Most people can understand why some people are vegetarian; even though they eat meat themselves, they are often able to appreciate the simple idea that vegetarians don’t want to contribute to the killing of animals for food, or clothing. Veganism, on the other hand, can seem way over the top and many people simply aren’t sympathetic to the cause.
In practise, a vegan lifestyle boils down to paying a lot of attention to what you eat. In many restaurants you may not find something suitable; you will probably be an expert label reader in supermarkets, and when you are invited to someone’s house for dinner, you may need to explain what you eat and don’t eat. And it’s not just about eggs and dairy, but also about products containing them.
As a vegan, you get used to all this quite easily, but the perception of the omnivorous population is that this it is too “extreme.” Veganism is extreme. Vegans are extremists. And extremism is never okay. That’s the way the argument goes.
Most people use words like “extreme” or “radical” to indicate something negative. What they mean is: too much. Too far, too different. People are usually more fond of the truth that is “somewhere in the middle”.
But when can we call something really, truly extreme? When something deviates too far from what most people do – the ‘norm’ – it is usually considered, almost automatically and by definition, as negative and undesirable, just because it deviates so much. But – and this is my point – there’s nothing that says that this norm itself is okay. The norm, in other words, is not necessarily a point of reference.
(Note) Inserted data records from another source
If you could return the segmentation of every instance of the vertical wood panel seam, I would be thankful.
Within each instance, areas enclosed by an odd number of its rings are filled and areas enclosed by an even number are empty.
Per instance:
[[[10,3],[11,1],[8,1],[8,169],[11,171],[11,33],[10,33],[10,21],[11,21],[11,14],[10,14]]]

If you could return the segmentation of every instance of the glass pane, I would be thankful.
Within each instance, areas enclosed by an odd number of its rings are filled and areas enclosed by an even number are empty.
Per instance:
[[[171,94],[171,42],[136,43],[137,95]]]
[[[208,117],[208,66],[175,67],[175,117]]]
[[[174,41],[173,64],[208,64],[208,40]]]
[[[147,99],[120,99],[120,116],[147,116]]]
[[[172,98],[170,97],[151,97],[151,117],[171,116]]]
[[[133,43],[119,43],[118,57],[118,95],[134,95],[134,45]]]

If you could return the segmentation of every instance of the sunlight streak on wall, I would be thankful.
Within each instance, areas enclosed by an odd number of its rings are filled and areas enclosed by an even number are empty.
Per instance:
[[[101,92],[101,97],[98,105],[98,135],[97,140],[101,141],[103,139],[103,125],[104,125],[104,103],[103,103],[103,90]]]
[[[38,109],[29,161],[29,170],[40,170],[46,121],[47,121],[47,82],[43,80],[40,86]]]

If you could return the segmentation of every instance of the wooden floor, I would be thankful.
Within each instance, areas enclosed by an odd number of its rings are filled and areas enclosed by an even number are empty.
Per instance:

Back to milk, eggs and veganism. Current agricultural practises seem hard to reconcile with the values we cherish. Yearly, billions of male chicks are killed right after birth because they can’t lay eggs. Layer hens are debeaked without anesthesia, with a glowing hot knife. The efficiency of the egg industry is of an almost demonic level. Animals are packed as tightly as possible in order to save space. In hardly any cases do they get to see daylight and artificial lighting is used to manipulate their laying cycles and production. Regarding milk, just like with humans, a cow doesn’t give milk – at least not enough – when she’s not pregnant or has young. Artificially impregnating cows and relying on them giving birth every year is hence a necessity for sufficient milk production. As for the males, the calf will end up as beef. This is equally true in the case of organic products. What happens is that animals are treated like things, with which we can do what we want, because they aren’t people, not for some morally relevant reason. We engineer everything in a way that ensures the animals get as big as possible, as fast as possible, and to give us as much product as possible – whether it is meat, eggs or dairy.
Is it reasonable to say that whoever doesn’t want to cooperate with or support these practises and this attitude towards animals, that whoever wants to give animals a different position in our culture, and wants to boycott these products in hope of reducing demand for them and finally abolishing them… is it reasonable to say that such a person is extreme? Only in the sense that their behaviour (especially in terms of buying and eating) really deviates from the norm. But does this mean it has to be appraised negatively? Maybe the central question is: can a culture, a society, a nation or maybe even the world be totally, incredibly wrong about something? Could it be that the norm is so thoroughly wrong that seriously deviating from it is maybe the only right position?
Of course, anyone can claim a certain norm is wrong, and that entire countries or cultures do wrong things. Thoughts like these may lead to people bombing buildings and other forms of terror. But in the case of protesting the abuse and use of animals, this protest is based on two fundamental things; it is based on empathy, or compassion, with living beings, stemming from the realisation that they can feel and suffer. And secondly, we can build a rational case showing why the norm is, to put it mildly, problematic.
No one who makes the minimal effort to investigate the implications of egg and dairy consumption can easily dismiss the motivations of vegans as extreme, ridiculous or unimportant. Of course the tactics and strategies used by individuals and groups to achieve their goals can be radical or extreme, independent of the objective, but that is another discussion.
I believe an attitude or behaviour that really deviates from the norm can be perfectly okay and may at times theoretically be the only morally right position, if one has a good argument and if it is rooted in empathy.
Is this a plea for radical viewpoints and behaviour? Not necessarily. It is a plea to be critical about concepts like radical and extreme. It is an appeal to avoid clichés, to not take the middle of the road by default, and to really examine how far exactly we need to go to reach the good, the true and the beautiful.